What are you focusing on?

We continue to use the product development cycle. We are calling it Software 4.0. We are focusing on data, digital and IoT. And, we have used these three basic themes as the big integration theme on which our future will be based. The business model we are going after is not effort-based. The proof is in the billing. The faster we can move away from effort-based [work] the better. We have defined our customer base over three verticals -- healthcare, financial services and industrial IoT. We have picked a few partners in these verticals. For healthcare, we have Salesforce and we are a platinum partner and we are selling together in that sector.

What percentage of your business is effort-based?

Now, 50 percent of our business is not effort-based. This has happened over the last two-three years. The migration is very difficult. Collecting 30 percent of the business is IP-based and it has been done frugally. It is hard to build a next generation product-based business. We decided to go after stable and less glamourous business. Now, we have half a dozen products we have built and are being seeded into the system.

How do you see the future given where you are?

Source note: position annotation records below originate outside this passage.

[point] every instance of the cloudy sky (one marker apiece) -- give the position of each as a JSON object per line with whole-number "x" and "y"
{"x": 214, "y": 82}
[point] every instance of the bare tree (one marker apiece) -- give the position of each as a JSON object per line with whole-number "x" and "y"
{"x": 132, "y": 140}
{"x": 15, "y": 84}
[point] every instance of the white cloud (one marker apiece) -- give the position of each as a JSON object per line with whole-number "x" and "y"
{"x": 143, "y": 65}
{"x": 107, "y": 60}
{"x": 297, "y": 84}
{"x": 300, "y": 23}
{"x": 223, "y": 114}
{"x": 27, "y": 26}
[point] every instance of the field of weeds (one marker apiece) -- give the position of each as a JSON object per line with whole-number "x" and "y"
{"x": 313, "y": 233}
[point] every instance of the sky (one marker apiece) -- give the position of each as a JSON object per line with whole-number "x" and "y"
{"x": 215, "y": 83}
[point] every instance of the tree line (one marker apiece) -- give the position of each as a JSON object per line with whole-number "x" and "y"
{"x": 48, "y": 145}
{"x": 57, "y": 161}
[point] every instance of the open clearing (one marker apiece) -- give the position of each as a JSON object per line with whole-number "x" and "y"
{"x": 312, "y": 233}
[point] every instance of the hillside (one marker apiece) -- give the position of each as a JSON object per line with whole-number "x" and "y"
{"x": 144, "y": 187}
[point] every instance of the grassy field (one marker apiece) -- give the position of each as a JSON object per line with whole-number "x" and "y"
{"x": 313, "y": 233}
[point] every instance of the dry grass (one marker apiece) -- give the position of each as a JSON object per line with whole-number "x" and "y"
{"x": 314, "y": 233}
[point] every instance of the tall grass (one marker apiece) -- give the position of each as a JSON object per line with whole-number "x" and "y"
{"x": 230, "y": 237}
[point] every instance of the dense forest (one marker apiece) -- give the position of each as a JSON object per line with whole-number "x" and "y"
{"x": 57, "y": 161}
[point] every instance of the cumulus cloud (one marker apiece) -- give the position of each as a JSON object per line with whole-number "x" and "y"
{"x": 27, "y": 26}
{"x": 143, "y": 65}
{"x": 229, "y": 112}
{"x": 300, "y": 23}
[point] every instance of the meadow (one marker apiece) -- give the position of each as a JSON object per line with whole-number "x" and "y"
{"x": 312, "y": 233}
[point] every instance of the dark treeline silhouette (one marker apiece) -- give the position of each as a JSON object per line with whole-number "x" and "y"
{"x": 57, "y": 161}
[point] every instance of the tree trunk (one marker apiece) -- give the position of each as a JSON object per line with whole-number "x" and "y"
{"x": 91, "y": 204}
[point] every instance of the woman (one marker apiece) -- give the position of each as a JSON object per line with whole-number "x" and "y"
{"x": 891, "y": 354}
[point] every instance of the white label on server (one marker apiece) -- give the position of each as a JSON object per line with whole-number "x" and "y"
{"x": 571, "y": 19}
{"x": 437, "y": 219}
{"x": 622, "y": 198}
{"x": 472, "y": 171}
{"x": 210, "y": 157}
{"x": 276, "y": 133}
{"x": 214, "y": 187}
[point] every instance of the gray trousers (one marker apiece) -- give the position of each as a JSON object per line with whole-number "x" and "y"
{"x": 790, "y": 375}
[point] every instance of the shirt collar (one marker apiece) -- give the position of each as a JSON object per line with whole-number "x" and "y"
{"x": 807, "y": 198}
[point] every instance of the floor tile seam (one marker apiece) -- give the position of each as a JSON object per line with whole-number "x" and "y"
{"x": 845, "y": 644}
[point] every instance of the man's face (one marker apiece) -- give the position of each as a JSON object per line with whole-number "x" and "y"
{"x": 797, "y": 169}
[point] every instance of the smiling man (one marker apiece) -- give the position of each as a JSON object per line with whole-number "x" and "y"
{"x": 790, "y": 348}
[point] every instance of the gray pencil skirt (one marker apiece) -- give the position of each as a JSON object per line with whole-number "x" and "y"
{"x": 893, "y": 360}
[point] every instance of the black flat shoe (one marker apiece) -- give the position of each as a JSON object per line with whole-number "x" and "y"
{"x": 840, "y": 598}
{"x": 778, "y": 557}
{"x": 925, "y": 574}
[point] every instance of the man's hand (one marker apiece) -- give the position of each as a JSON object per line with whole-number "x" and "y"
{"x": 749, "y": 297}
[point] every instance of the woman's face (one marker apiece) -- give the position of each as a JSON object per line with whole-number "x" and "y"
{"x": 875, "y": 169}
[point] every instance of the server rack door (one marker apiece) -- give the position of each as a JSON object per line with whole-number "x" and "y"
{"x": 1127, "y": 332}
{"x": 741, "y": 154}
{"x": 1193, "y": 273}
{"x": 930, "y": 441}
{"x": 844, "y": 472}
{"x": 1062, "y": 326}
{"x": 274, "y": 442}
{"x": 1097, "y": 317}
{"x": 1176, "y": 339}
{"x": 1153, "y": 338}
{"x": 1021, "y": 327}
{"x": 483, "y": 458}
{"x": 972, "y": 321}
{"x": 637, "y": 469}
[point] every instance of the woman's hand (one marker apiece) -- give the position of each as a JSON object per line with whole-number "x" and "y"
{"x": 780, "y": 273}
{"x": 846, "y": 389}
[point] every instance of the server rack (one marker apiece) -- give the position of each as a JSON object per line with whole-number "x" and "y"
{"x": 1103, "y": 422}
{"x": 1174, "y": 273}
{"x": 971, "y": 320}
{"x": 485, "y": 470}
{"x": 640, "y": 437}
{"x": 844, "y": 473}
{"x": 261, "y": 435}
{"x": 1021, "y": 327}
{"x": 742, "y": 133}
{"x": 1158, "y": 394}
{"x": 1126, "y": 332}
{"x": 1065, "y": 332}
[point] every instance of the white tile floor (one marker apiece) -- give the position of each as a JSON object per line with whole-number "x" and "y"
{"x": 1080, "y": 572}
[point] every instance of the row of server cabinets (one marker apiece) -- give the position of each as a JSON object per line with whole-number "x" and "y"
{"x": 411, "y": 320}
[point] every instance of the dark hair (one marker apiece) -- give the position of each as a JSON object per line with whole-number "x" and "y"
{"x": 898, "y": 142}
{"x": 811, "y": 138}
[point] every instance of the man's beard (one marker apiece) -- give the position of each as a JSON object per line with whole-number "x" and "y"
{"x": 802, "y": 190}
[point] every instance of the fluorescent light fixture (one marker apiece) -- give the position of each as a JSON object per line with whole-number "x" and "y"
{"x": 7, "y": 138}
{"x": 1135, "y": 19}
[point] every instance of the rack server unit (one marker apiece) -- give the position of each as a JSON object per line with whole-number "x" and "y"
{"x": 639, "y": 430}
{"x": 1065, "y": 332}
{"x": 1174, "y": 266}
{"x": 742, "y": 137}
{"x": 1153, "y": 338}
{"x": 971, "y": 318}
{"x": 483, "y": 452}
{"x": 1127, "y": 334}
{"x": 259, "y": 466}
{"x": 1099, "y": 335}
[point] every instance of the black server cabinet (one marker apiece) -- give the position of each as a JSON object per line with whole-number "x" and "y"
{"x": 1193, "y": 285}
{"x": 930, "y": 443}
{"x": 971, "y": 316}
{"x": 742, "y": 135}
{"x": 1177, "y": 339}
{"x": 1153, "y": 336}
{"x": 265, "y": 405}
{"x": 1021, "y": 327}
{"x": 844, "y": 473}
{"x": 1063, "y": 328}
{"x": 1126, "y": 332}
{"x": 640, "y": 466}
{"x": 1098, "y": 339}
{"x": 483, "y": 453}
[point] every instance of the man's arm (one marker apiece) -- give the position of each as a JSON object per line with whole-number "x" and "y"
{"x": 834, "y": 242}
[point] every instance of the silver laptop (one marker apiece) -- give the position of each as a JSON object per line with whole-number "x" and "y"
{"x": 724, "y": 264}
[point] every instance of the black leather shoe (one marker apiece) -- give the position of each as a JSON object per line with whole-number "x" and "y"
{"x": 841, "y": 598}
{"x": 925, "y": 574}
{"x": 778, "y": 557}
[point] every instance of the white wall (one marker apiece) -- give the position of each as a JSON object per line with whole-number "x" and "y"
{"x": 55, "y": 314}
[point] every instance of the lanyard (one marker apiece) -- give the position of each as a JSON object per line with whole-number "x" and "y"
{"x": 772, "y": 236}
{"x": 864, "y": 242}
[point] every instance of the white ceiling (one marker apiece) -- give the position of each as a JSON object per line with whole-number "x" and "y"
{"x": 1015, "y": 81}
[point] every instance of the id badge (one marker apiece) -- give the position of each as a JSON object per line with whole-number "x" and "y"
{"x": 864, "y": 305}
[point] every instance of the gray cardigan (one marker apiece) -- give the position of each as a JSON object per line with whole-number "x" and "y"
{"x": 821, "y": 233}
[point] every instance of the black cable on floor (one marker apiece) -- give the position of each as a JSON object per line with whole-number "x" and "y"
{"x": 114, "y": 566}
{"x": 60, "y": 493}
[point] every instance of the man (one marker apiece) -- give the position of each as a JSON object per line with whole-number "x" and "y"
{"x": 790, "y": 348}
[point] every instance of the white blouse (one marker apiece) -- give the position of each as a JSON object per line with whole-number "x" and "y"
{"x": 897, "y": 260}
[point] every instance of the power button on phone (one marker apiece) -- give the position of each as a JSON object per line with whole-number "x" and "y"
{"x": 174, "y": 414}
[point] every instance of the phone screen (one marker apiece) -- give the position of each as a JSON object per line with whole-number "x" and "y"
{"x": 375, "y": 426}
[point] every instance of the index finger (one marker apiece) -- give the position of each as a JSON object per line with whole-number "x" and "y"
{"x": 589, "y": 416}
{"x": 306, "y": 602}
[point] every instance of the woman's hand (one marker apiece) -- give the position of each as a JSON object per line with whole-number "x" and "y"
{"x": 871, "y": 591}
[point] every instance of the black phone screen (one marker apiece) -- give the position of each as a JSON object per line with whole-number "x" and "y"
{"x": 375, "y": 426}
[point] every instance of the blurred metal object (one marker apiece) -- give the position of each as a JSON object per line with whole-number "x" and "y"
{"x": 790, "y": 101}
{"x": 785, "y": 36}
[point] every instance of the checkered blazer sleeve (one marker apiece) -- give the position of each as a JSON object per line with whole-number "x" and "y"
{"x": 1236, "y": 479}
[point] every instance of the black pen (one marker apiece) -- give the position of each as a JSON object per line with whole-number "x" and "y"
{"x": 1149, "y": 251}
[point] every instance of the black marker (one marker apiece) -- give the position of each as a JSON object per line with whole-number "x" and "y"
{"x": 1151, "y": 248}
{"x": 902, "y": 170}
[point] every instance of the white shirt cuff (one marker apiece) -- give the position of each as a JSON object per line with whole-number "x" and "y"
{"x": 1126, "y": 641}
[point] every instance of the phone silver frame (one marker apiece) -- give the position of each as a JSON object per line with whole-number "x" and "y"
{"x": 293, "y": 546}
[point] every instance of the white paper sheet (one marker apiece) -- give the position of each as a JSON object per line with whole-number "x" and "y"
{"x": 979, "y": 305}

We have gotten to a stage where we have brought down our effort-based revenues to 50 percent and we have some way to go before we realise stronger profits from the new restructuring. Of course, we think that we did USD 429.01 million last year. We think half the business we have stands a good chance of growing profitably. In the next 12-15 months, we will grow slowly but after that we will see tailwinds. The next plateau for us is a USD 1 billion. Over time the ambition is to make the non-effort based business to account for 70 percent of revenues.

What about margins?

If you look at product companies, they make reasonably good margins. The traditional services business will see margin compression. We want IP and new business to become a dominant part of the business. But till that happens we are investing and taking risks. I am taking a big bet on IoT and believe it will pay off in the long-term.